Digital Twin Exploitation

Digital twins are exploited not through stolen data but through authorized use of real-time updates to build manipulative behavioral models.

Digital twins rely on constant streams of real-time data to mirror behavior. This creates a live, changing version of a person’s actions and habits. Current data rules vary widely between regions and cannot keep up with the technology. Because of this, digital twins are less at risk of data theft and more at risk of being used to predict and influence behavior. Predictive models are more valuable than simple personal data. Past failures to control hidden profiling show that rules do not stop misuse of behavioral data. The danger is not stolen data but legal access used to build manipulative models. The design that keeps digital twins updated also makes them easy to exploit. Without strong global rules on how behavior data can be used, this risk will grow. The threat is not identity theft. The digital twin itself becomes the tool of harm.

Claim vs Counter-Claim

Claim

If the authority to design and deploy digital twin simulations is inevitably concentrated in private firms, could democratic oversight ever meaningfully alter the way manipulation is embedded in model assumptions?

Democratic oversight cannot change how manipulation is built into digital twin models because the core simulation systems are controlled by unaccountable private firms.

A few large tech companies now control the creation and use of digital twin simulations. These simulations shape how systems predict human behavior. Because the companies allow little public inspection, their methods remain hidden. They face no strong pressure to make their models fair or neutral. Past events show this secrecy is common. Algorithm reviews in Europe and Facebook’s data misuse case reveal how resistant these systems are to outside oversight. The problem is structural. The same firms that profit from influencing user behavior also design the models. Their simulations use assumptions that serve business goals. These include reward rules, risk levels, and limits on actions. Because these designs are private and protected, no public body can change them. Regulators cannot easily reach into the core of these models. Even if they examine inputs or results, the internal logic stays fixed. No agency has yet forced a change to the core simulation code. As long as the tools remain locked inside private companies, public oversight cannot reshape how behavior is predicted and influenced.

Counter-Claim

If the authority to design and deploy digital twin simulations is inevitably concentrated in private firms, could democratic oversight ever meaningfully alter the way manipulation is embedded in model assumptions?

Democratic oversight cannot stop manipulation in algorithms because regulators react after decisions while companies set model behavior secretly and continuously beforehand.

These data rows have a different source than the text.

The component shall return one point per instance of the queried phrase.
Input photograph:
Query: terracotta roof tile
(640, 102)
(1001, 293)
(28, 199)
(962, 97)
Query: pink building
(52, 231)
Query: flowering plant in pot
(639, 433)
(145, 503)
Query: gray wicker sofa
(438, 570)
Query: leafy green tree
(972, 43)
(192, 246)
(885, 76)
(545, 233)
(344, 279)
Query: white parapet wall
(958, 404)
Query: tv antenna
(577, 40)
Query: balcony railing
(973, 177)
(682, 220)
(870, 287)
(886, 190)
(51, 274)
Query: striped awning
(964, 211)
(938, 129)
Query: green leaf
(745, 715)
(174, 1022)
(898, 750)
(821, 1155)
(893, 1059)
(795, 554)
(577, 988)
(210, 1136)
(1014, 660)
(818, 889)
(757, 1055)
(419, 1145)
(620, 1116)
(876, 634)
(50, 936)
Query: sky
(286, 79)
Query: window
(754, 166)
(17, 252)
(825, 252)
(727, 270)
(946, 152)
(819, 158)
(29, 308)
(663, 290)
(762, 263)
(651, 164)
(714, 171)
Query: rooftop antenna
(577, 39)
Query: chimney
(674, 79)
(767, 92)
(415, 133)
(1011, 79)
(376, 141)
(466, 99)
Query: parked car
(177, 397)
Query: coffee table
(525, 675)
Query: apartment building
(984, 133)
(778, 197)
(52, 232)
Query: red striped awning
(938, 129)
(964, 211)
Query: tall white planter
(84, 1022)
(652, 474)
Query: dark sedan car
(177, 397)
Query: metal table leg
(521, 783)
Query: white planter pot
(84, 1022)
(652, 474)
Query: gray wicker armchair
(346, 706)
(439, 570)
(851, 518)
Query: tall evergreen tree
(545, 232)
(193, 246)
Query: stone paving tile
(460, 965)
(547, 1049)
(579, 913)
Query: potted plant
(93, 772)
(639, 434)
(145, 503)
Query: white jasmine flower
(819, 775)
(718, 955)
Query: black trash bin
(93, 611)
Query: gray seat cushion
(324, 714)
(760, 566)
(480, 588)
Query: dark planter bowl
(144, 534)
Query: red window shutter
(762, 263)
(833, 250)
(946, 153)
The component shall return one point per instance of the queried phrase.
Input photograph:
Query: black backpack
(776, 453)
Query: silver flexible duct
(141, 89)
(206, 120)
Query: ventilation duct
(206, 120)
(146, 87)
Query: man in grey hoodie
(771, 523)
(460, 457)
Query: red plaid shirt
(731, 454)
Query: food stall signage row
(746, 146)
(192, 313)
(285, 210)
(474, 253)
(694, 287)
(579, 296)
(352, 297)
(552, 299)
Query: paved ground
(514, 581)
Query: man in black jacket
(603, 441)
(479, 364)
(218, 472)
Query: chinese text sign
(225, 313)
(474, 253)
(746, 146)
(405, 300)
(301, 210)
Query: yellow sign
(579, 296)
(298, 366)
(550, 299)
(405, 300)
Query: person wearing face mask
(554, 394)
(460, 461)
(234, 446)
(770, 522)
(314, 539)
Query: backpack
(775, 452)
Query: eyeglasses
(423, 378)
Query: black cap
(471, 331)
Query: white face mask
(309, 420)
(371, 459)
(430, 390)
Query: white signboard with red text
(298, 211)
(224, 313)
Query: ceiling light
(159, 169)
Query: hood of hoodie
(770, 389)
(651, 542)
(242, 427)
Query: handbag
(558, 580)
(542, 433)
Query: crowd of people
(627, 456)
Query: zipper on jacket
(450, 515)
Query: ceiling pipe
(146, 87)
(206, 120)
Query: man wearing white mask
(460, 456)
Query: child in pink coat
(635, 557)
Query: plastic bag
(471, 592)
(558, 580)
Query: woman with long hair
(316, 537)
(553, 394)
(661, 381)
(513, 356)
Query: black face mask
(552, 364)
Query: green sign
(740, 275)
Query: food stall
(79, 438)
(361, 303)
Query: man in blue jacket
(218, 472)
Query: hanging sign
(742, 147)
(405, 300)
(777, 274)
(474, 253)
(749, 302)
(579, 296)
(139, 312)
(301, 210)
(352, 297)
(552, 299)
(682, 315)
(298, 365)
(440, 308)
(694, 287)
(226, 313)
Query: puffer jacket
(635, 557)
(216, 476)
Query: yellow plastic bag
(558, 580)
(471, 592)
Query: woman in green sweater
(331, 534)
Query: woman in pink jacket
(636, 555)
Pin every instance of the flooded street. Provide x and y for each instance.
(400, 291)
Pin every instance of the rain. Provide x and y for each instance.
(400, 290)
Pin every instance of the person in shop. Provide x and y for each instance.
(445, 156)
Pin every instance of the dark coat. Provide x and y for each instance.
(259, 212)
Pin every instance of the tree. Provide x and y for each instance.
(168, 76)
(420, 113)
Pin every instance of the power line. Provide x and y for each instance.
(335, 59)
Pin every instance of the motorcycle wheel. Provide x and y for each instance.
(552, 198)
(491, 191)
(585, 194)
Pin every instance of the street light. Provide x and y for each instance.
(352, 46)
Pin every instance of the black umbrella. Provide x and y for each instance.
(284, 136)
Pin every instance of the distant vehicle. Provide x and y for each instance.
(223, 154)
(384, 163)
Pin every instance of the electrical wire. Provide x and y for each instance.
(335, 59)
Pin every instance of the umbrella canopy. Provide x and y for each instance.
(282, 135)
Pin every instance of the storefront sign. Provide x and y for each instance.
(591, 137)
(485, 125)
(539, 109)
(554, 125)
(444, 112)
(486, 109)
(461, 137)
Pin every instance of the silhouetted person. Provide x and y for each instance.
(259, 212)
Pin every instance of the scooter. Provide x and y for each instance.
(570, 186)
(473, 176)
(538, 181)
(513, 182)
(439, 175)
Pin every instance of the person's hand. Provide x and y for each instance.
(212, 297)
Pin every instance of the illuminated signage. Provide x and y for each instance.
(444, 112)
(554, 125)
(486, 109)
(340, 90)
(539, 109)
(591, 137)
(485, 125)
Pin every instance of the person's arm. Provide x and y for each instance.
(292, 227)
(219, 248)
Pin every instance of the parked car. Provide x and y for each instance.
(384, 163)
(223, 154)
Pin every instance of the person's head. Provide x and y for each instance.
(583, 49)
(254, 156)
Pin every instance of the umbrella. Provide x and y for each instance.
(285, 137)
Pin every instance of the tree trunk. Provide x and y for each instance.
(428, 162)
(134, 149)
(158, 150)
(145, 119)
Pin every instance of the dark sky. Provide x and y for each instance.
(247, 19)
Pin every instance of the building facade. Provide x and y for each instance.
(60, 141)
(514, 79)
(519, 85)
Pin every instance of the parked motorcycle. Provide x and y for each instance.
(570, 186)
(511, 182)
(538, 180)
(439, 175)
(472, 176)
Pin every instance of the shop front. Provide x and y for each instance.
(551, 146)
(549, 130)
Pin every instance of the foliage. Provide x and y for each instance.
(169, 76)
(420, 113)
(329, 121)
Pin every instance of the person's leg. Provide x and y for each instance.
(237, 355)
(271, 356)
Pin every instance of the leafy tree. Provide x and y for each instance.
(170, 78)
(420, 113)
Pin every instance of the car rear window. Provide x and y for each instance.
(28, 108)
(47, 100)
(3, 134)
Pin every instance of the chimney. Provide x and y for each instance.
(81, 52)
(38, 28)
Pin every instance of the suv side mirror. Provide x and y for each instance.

Democratic oversight needs enforceable rules to change how powerful systems are built. Regulators like the European Data Protection Board and the U.S. Federal Trade Commission have tried to force companies to be more open. They have also pushed for changes in how algorithms work. But these efforts have repeatedly failed. Even after strict laws like GDPR, core machine learning systems remain hidden. The reason is not just corporate pushback. The deeper issue is a mismatch in timing and method. Regulations check for compliance after decisions are made. But companies retrain their models constantly, in private, before any decision occurs. This means key assumptions are set before oversight begins. Regulators react too late to change how models behave. As a result, manipulation built into early design stages goes unchecked. No major regulatory system has forced real-time access to or changes in model code. Even when risks to personal freedom are clear, regulators lack access to the foundation of these models. Without that access, oversight fails no matter how strong the law seems.